The Brakes Are On

NAHB economist sees a slowing economy ahead.

A discussion of the economy isn’t typically filled with nail-biting drama. But according to National Association of Home Builders (NAHB) chief economist Robert Dietz, the current U.S. economy is the equivalent of a plane coming in for a crash landing.

On Thursday, September 8, the Iowa City chapter of the Home Builders Association hosted Dietz at its monthly gathering. His presentation included an aerial view of the U.S. economy, as well as a look at Iowa specifically.

With the Federal Reserve tightening interest rates and inflation the highest it’s been in nearly 40 years, Dietz says a recession in the next 12 to 18 months is inevitable. “The plane is going to land hard,” he says. “How hard depends on the Fed.”

Dietz doesn’t expect a crash like that of 2008. But on a national level, the plane is definitely coming down. “That’s not to say there won’t be growth in some markets,” he believes. “Communities that encourage growth, communities that create an affordable environment for builders and developers to work, those communities will see growth.”

After two years of dramatic increases in nearly every sector of the economy, the U.S. saw numbers contract during the first quarter of 2022. Dietz says this was due in part to the artificial economic stimulation from the government’s stimulus program during the COVID-19 pandemic.

“Cash flow increased, but output was reduced,” Dietz explains. “Those two together equal inflation.”

Core inflation, although just beginning to come down, peaked at nearly 9% higher than it was in mid-2021.

Unemployment is another factor playing into the changing market.
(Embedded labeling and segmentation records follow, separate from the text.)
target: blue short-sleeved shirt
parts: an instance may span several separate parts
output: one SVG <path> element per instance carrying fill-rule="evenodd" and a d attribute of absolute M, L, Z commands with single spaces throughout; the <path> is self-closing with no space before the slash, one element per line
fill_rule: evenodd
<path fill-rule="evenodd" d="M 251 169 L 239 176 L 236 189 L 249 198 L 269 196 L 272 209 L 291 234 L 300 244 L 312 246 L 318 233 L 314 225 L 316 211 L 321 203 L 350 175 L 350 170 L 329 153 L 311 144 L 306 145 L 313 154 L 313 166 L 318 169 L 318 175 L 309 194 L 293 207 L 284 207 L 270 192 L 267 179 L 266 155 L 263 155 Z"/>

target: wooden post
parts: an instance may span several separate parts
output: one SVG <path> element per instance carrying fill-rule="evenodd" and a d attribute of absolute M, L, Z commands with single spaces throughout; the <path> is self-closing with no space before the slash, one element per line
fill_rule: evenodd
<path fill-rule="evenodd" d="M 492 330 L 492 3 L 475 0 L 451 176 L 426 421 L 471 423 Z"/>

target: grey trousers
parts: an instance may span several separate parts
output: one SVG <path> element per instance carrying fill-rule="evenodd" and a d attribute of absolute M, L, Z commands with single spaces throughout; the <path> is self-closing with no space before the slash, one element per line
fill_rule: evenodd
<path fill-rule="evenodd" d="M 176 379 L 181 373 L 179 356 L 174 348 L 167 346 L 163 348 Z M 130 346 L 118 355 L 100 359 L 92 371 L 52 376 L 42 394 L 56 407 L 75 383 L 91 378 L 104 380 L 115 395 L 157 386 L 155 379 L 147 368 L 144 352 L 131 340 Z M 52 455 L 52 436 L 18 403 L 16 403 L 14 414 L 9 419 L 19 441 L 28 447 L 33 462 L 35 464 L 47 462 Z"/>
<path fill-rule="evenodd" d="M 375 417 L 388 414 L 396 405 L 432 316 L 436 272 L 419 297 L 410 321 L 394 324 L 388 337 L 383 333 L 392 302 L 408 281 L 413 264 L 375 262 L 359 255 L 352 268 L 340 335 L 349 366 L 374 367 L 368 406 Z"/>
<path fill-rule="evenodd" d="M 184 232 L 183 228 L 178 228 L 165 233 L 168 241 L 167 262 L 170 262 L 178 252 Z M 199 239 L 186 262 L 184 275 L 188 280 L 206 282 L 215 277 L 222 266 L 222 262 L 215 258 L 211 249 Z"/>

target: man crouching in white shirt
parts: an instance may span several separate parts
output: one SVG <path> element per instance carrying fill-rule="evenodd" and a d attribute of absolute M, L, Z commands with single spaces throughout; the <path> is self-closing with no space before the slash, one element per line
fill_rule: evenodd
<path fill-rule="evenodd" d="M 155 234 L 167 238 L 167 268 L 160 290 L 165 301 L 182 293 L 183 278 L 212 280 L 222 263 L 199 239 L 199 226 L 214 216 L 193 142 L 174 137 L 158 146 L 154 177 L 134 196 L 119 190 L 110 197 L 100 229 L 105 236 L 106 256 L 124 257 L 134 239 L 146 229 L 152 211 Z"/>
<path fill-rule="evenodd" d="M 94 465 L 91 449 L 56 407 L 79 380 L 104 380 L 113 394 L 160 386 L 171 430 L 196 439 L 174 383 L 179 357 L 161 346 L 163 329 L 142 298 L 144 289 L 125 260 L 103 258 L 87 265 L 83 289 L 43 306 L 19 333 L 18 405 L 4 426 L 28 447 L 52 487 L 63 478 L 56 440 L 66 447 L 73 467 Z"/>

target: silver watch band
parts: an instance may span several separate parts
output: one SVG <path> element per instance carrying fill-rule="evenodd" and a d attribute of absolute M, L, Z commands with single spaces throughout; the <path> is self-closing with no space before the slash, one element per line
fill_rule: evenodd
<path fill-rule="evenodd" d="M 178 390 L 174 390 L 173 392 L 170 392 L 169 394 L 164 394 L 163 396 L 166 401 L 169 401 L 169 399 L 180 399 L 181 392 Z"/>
Two statistics in particular reveal how great a part. First, there are twice as many vacant jobs as there are individuals on the unemployment rolls. Second, the labor force participation rate has been steadily declining since 2000.

“And on top of that already-declining labor force, add the fact that half of those who stepped away from employment during COVID have not returned,” says Dietz.

Despite these warning signs, Dietz doesn’t anticipate a hard landing for the economy. “I expect the Fed to keep interest rates a little higher for 2023, then begin a gradual decrease in 2024 as the economy levels out,” he says.

Dietz isn’t the only expert who’s forecasting this approach from the Federal Reserve. As he explains, “The markets have already anticipated this tightening in the monetary policy, so most institutions have adjusted rates accordingly. Rates aren’t expected to fluctuate dramatically for consumers because of this.”

As far as the construction market is concerned, materials costs and supply issues will continue to be concerns. Lumber prices are coming down from their 2021 peak. However, building materials as a whole are still up about 16% compared to pre-pandemic prices.

Dietz says this is one area the federal government could play a bigger part. “Supply side issues aren’t being addressed effectively.”

Because of increased demand and increased material prices, housing affordability will remain a major issue in the industry. As of late August, only 45% of homes on the market nationally were affordable for the average buyer. That is the lowest percentage of affordable homes in over a decade.

“Iowa continues to have strong population growth and a stable market,” Dietz says, “so I don’t anticipate the same fluctuations here and elsewhere in the Midwest that we’re seeing in some other areas of the country.”

The median price of a new home increased by nearly 40% by early 2022, but prices are recovering to be more in line with inflation and other prices.

Dietz anticipates custom home building will remain stable and that multifamily projects, which have increased more than 15%, will level off over the next couple of years. Single-family projects are down nationally, although strong in Iowa. As the rest of the economy levels out, he expects single-family projects to begin rising again, likely early in 2024.

Long-term, Dietz is watching a couple of potential warning signs for the construction industry—an aging workforce and declining population growth. “In July of this year, there were about 375,000 job openings in the construction industry,” he says. He says twice that number of openings ae added each year as the market grows and workers retire.

Not only is the median age in the industry 41, but a quarter of the workforce is made up of immigrants. Drawing young people to the industry and encouraging sensible and enforceable immigration policies will both be key in sustaining the industry in the future.

“The U.S. fertility rate continues to drop. That will affect not only our labor shortage but the rental markets and the first-time buyer market,” says Dietz.

If population numbers continue declining, there will be fewer first-time home buyers in 25 years, fewer renters, and a smaller pool of workers to fill job openings.

Despite those warning signs and the turbulence of the past 24 months or so, Dietz says the U.S. financial industry has implemented safety practices since the 2008 crash, so brutal decline is unlikely.

Experienced air travelers have learned to expect bumpy landings from time to time. Dietz says economists understand how to deal with that: Planning ahead and avoiding unnecessary risks will make even a bumpy landing less painful.